Here's [Nick's / Tim's] schedule for tomorrow: [Paste calendar items or meeting list] For each meeting, give me: - 2-sentence context summary (who they're meeting, what it's about) - One thing to prep or review before the meeting - Any outstanding items from previous meetings with this person Format as a single-page brief I can print or forward.
Default Advice
"Provide context about the client meeting, then ask ChatGPT to draft a follow-up email."
VPT-Specific Advice
Use the 3-layer prompt: (1) State the relationship stage -- a What's Possible follow-up sounds different from a Bi-Annual Review recap. (2) Name the decisions, not the discussion. Clients want to see what was decided, not what was talked about. (3) End with the specific next step and who owns it. Every VPT email leaves the client knowing exactly what happens next.
What changed: Generic prompting advice focuses on structure. The VPT version encodes the firm's meeting taxonomy and communication philosophy: decisions over discussion, clear ownership of next steps.

The Five Mistakes to Avoid

1. The Brain Dump

Don't

"I just had a meeting with John and Mary about their retirement and we talked about Roth conversions and Social Security and they're worried about running out of money and their daughter is going through a divorce..."

Do

Structure it: Meeting type, first names, 3 decisions, next steps with owners. Tell it what to exclude (the daughter's situation is advisor context, not email content).

2. Using 5.4 for Everything

5.4 Thinking is slower and counts against your weekly limit. Using it for "draft a quick email" wastes capacity.
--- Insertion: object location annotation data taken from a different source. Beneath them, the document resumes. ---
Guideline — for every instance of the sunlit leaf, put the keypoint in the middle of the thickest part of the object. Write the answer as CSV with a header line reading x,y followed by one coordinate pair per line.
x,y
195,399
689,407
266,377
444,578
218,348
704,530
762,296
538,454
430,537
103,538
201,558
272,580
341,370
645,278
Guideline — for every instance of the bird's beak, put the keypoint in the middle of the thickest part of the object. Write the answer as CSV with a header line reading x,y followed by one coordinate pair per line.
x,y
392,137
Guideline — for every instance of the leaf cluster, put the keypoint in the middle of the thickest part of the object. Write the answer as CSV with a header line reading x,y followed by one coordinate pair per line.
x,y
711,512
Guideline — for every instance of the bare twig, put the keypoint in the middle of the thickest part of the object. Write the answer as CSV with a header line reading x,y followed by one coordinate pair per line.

Rule: If the task takes you less than 5 minutes manually, use 5.3 Instant. If it would take 30+ minutes of analysis, use 5.4 Thinking.
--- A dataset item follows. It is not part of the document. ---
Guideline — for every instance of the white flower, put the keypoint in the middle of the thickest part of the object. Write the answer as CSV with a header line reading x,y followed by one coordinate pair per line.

3. Starting Conversations Outside Your Project

Every time you start a new chat from the main screen instead of inside your Project, ChatGPT starts from zero. It doesn't know VPT's voice, your meeting types, or compliance rules. Always start from within your Project.

4. Skipping the Refine Step

The advisors who get the most value aren't the ones with the best prompts -- they're the ones who iterate once. "Make the tone warmer," "remove the jargon in paragraph 2," "add a mention of our next meeting" -- one round turns a generic draft into a VPT email.

5. Treating ChatGPT as a Search Engine

Don't ask "What are the best retirement strategies?" -- you already know that. Instead, give it your client's situation and ask it to help you communicate, analyze, or prepare. The value is in the application, not the information.